Sunday, 15 September 2013

Why Warren Buffet's Rule No. 1 Is Not "Always Make Money"

Everybody knows that Warren Buffet's famous Rule No. 1 is "Never lose money" and Rule No. 2 is "Never forget Rule No. 1". However, why is it that his Rule No. 1 is not "Always make money" but "Never lose money"? By right, if you aim to always make money, won't the outcome be the same as never lose money?

Since Warren Buffet is heavily influenced by the teachings of Benjamin Graham, we have to bring in Benjamin Graham's concept of "margin of safety" (MOS) in this discussion. Imagine that the intrinsic value of a stock is $1, if the stock trades at $0.90, it would have a MOS of 10%.

Let's now consider 2 investors, one who subscribes to "Never Lose Money" (LNM) and another who subscribes to "Always Make Money" (AMM). Other than this investment principle, let's assume that both investors have the same investment characteristics, e.g. same amount of capital, same rules in selling, etc.. Given this investment principle, the AMM investor will always go for an investment so long as it has, say, a 10% MOS. On the other hand, the NLM investor will never go for an investment unless it has say, a 40% MOS. 

In terms of investment opportunities, there will be more investments with 10% MOS compared to those with 40% MOS. The AMM investor will be more busy investing compared to the NLM investor. However, the AMM investor will quickly find that he has a shortage of capital to take advantage of all the investment opportunities (with 10% MOS) while the NLM investor will always have sufficient capital for an investment opportunity (with 40% MOS).

Assuming that the stock realises its potential and rises to its intrinsic value, the AMM investor's profit margin will be 11.1% ($0.90 to $1). On the other hand, the NLM investor's profit margin will be 66.7% ($0.60 to $1). On profit margin alone, one profitable trade of the NLM investor is equivalent to six profitable trades of the AMM investor. If we include trading costs, the difference in profit margins will be even greater. Now, let's not forget that the AMM investor have spread his capital thinly across many investments with 10% MOS while the NLM investor can only concentrate on a few investments with 40% MOS. The capital outlay on the stock by the NLM investor will be several times that of the AMM investor. In total, the NLM investor's absolute profit will be many times that of the AMM investor. Having said that, it should be noted that it will take a much longer time for a stock to rise from $0.60 to $1 than from $0.90 to $1.

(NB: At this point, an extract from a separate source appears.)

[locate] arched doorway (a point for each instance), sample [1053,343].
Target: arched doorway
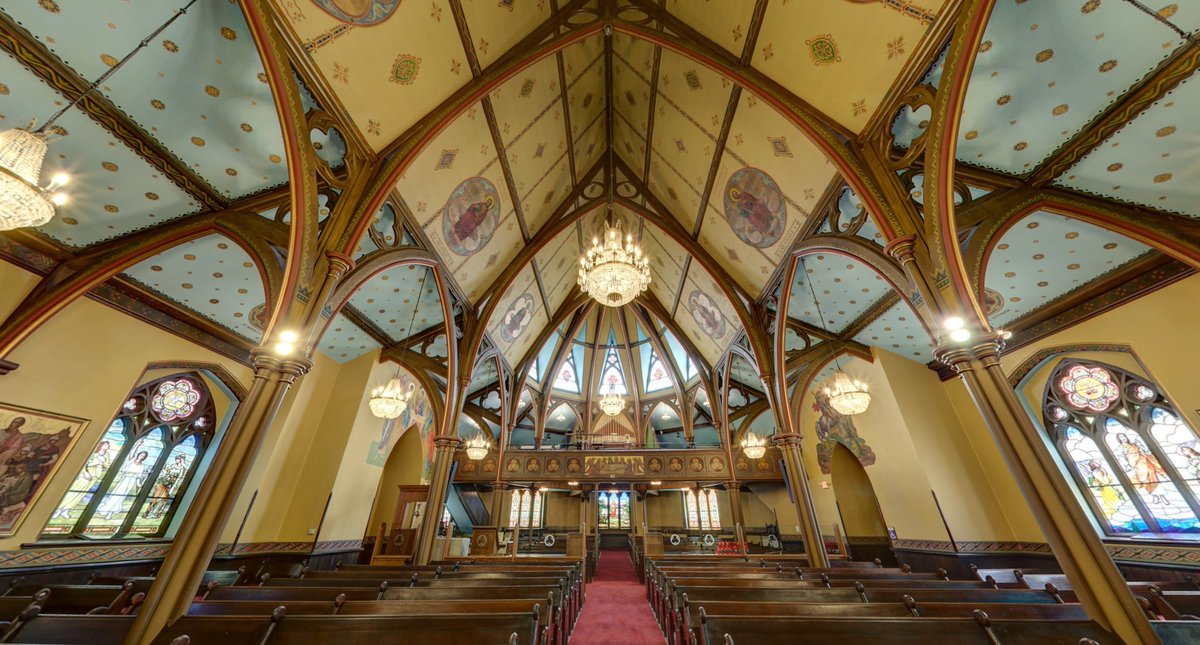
[867,535]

Assuming that the stock continues to be undervalued and trades around $0.80, the AMM investor would suffer a loss while the NLM investor would not be invested yet.

Finally, assuming that the stock is a value trap and falls to say, $0.40. The loss margin of the AMM investor will be 55.5% ($0.90 to $0.40) while that of the NLM investor will be 33.3% ($0.60 to $0.40). Factoring the larger capital outlay, the NLM investor would probably lose more money compared to the AMM investor. However, to watch a stock falls from $0.90 to $0.40 will be a much larger psychological blow to the AMM investor. This psychological blow may have a greater impact to the AMM investor's investment philosophy. He might lose patience with the stock and sell it off. More seriously, he might even lose faith with the concept of value investing which has proven to work so many times.

In conclusion, the rule of "Never lose money" will lead to less frequent losses, less frequent but much larger gains, and less emotional distress and more faith with a proven investment philosophy. It's no wonder that Warren Buffet's Rule No. 1 is "Never lose money" and not "Always make money". It's just 3 words, but a lot of intelligence packed into it.